南西諸島が「防衛の空白地域」になっているとして、防衛省が進めてきた陸上自衛隊の部隊配備が大きな節目となった。沖縄県・石垣島(石垣市)に16日、陸上自衛隊石垣駐屯地が開設。今回で「空白は解消した」とするが、昨年12月改定の安全保障関連3文書に基づき、台湾有事を念頭にした増強策は今後も続く見通しだ。
反撃能力(敵基地攻撃能力)に用いるミサイルを配備する可能性もある。地元からは「地域の緊張を高め、不測の事態が生じる懸念を持っている」(玉城デニー沖縄県知事)との声が上がる。有事の住民避難など国民保護の対応強化も課題となる。

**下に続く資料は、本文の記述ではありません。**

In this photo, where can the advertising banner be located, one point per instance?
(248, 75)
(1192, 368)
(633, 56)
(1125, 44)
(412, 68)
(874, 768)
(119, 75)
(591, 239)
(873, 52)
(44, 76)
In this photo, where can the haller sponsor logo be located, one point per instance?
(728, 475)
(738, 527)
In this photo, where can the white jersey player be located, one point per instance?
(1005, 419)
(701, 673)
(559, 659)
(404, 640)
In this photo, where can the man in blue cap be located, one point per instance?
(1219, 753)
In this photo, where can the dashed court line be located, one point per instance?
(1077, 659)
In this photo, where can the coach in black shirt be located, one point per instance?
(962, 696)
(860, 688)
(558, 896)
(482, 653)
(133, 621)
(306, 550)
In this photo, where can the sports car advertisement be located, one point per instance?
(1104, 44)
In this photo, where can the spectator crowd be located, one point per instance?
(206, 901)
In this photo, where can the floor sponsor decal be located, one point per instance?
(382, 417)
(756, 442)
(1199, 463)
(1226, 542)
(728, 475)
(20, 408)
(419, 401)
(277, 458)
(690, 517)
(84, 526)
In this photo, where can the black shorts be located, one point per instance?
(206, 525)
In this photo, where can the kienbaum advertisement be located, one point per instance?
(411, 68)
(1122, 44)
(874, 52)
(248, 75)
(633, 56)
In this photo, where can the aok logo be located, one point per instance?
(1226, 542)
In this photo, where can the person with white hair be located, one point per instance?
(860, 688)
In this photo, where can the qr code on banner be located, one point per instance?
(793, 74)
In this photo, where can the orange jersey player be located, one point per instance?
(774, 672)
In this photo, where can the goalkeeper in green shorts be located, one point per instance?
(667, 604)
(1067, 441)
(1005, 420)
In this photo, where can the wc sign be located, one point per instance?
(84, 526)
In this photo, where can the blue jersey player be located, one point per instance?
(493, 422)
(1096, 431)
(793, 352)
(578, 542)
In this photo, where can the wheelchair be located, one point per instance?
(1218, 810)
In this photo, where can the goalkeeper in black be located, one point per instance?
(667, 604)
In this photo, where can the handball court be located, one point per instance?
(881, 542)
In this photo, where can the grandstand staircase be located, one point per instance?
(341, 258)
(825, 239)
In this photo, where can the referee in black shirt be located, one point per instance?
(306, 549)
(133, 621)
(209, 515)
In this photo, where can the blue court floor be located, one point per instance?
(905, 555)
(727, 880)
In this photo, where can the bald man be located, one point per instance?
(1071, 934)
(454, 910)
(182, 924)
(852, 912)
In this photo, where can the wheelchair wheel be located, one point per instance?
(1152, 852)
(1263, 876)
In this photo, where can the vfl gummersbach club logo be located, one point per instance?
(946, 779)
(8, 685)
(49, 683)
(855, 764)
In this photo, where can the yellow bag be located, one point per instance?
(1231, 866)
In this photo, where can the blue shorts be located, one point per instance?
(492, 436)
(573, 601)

鹿児島県から日本最西端の沖縄県・与那国島まで千キロ以上に及ぶ南西諸島では、長い間、沖縄本島以外に陸自部隊がなかった。中国の軍事的台頭を背景に民主党政権の2010年、防衛力整備の指針「防衛計画の大綱」で「自衛隊配備の空白地域」と位置付け、部隊配備を明記。自民党政権の13年の大綱でも、南西地域の防衛強化を打ち出した。
石垣駐屯地は定員約570人。警備部隊やミサイル部隊を置く。